Hisar: Bharatiya Kisan Union (BKU) leader Rakesh Tikait on Thursday reiterated that the farmers protesting against the Centre’s farm laws will not return home until their demands are met.

Addressing a “mahapanchayat” at Kharak Poonia village of Hisar, Tikait told farmers to be “ready to sacrifice their standing crop for it.” Tikait said the government should not be under the impression that the movement against the laws will end as farmers will go to their villages to harvest their crop.

“Even if you have to set your standing crop on fire, you should be prepared for it. The government should not harbour this impression that farmers will return home. We will harvest crops and continue our agitation at the same time,” he said.

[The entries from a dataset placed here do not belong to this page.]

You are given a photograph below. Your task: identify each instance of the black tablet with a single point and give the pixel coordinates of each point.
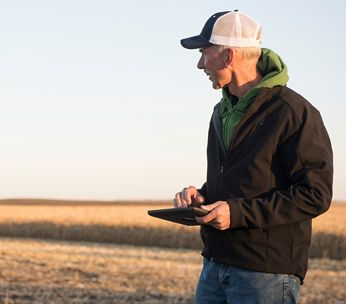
(185, 216)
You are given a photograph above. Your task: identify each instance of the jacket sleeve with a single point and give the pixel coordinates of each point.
(306, 159)
(203, 190)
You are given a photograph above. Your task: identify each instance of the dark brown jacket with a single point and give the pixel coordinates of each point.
(276, 176)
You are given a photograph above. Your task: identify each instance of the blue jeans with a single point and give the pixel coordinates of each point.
(220, 283)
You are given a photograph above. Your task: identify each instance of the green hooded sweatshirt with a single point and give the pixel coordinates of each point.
(273, 72)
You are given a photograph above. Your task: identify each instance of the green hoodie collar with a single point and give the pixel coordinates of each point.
(273, 71)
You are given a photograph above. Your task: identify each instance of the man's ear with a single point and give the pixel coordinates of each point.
(228, 57)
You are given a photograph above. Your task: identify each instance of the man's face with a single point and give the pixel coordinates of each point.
(214, 63)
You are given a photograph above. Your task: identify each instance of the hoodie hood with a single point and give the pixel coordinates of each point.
(274, 73)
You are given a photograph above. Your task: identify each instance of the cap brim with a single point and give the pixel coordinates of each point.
(195, 42)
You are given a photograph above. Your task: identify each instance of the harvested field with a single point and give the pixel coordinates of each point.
(36, 272)
(128, 223)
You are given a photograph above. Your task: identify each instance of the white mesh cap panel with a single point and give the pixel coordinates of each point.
(236, 29)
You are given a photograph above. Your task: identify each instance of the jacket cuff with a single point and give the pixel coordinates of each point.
(235, 213)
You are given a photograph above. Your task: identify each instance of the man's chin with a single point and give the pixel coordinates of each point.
(216, 86)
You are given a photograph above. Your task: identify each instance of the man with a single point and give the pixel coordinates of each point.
(269, 170)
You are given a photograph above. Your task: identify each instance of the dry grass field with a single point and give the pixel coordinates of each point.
(128, 223)
(55, 271)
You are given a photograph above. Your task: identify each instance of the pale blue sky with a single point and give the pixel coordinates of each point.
(100, 101)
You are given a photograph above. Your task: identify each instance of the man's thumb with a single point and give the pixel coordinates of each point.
(199, 198)
(208, 207)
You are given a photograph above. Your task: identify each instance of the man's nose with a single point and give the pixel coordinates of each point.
(200, 64)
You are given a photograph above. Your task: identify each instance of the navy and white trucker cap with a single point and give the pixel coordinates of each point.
(230, 28)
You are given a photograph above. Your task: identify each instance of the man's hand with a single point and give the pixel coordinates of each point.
(189, 196)
(219, 216)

“There will be no ‘ghar wapsi’ till then,” he said. Tikait also asked farmers to be ready for the next call of the unions spearheading the stir. 

“Keep your tractors filled with fuel and facing towards Delhi’s direction. You can get a call to move at any time, that will be decided by the committee (farmers unions),” he said.

Tikait said after Haryana, they will be holding panchayats in other parts of the country, including West Bengal, Karnataka, Tamil Nadu and Gujarat. While earlier farmers had given a call for a “tractor rally” in Delhi, Tikait said the next time, they will go to the national capital with their agricultural implements.

Addressing the gathering, Haryana BKU chief Gurnam Singh Chaduni alleged, “If new agricultural laws are implemented, crops will be purchased at arbitrary prices and farmers will be forced to even sell their land.”

Thousands of farmers have been protesting since late November at the Delhi borders with Haryana and Uttar Pradesh, demanding a rollback of the Farmers’ Produce Trade and Commerce (Promotion and Facilitation) Act, 2020; Farmers’ (Empowerment and Protection) Agreement on Price Assurance and Farm Services Act, 2020; and Essential Commodities (Amendment) Act, 2020.

The protesting farmers have expressed apprehension that these laws will pave the way for the dismantling of the minimum support price (MSP) system, leaving them at the “mercy” of big corporations.

However, the government has maintained that the new laws will bring better opportunities to farmers and introduce new technologies in agriculture.